Composite scores are used to order programs within a category guide. When two programs have the same composite score, we use accessibility as the tiebreaker — the more broadly eligible program ranks higher. Scores are reassessed whenever we update a profile for program changes, and we note in the article if a recent change has affected a program's score.
Our Grant Finder tool uses a separate matching algorithm that weighs eligibility criteria against your specific business profile — it is not based on composite scores but on eligibility overlap. The tool is designed to surface programs you qualify for, not necessarily the highest-scoring programs in the abstract.
How rankings are determined
Rankings in our guide articles (e.g., "Best Small Business Grants in 2026") are determined primarily by composite scores within each guide's defined category. However, we apply editorial judgment to ensure rankings are practical, not just mathematical. A technically high-scoring program that is currently unfunded or suspended will be noted and deprioritized. A program with a lower composite score but significantly lower application burden may rank higher for a specific audience segment if we include a separate "easiest to apply for" tier.
Rankings are reviewed and updated on the following schedule: major program guides (best small business grants, best nonprofit grants) are reviewed monthly. State-specific guides are reviewed quarterly or when major program changes are announced. Tool and software comparisons are reviewed semi-annually or when a tool releases a major update.
Limitations
Our methodology has inherent limitations that readers should understand.
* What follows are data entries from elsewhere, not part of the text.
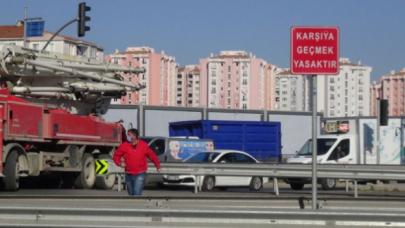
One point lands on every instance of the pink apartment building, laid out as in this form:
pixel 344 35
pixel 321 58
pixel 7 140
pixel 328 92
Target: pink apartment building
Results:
pixel 159 77
pixel 375 93
pixel 235 79
pixel 392 88
pixel 188 86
First, grant program details change frequently — funding amounts, deadlines, eligibility, and portal URLs are updated by agencies without notice. While we maintain a rolling update schedule, there may be a lag between a program change and our update. Always verify current details at the official program source before applying.
Second, success rates are estimates based on available data, not guarantees. An individual applicant's success depends on the quality of their application, the competitiveness of a given cycle, and factors we cannot assess from published data. Our scores reflect typical outcomes, not your specific situation.
Third, our evaluations are general — we cannot assess your individual eligibility or the strength of your specific application. Our content is educational and informational, not professional grant writing advice. For large, complex federal grants (SBIR, federal research grants), we recommend consulting a professional grant writer or your local SBDC. See our grant writing software comparison for tools that can assist with the process.
Updates and corrections
We review and update our rankings, profiles, and guides on a rolling schedule. If you believe a profile contains a factual error — incorrect funding amount, outdated eligibility, wrong application URL — please contact us at [email protected] with the specific program name and the correction. We investigate all correction requests and update content within 48 hours when errors are confirmed.
We note significant changes to program profiles with an "Updated" date stamp and a brief note about what changed. Readers who bookmarked an article can check the update log to see if material information has changed since their last visit.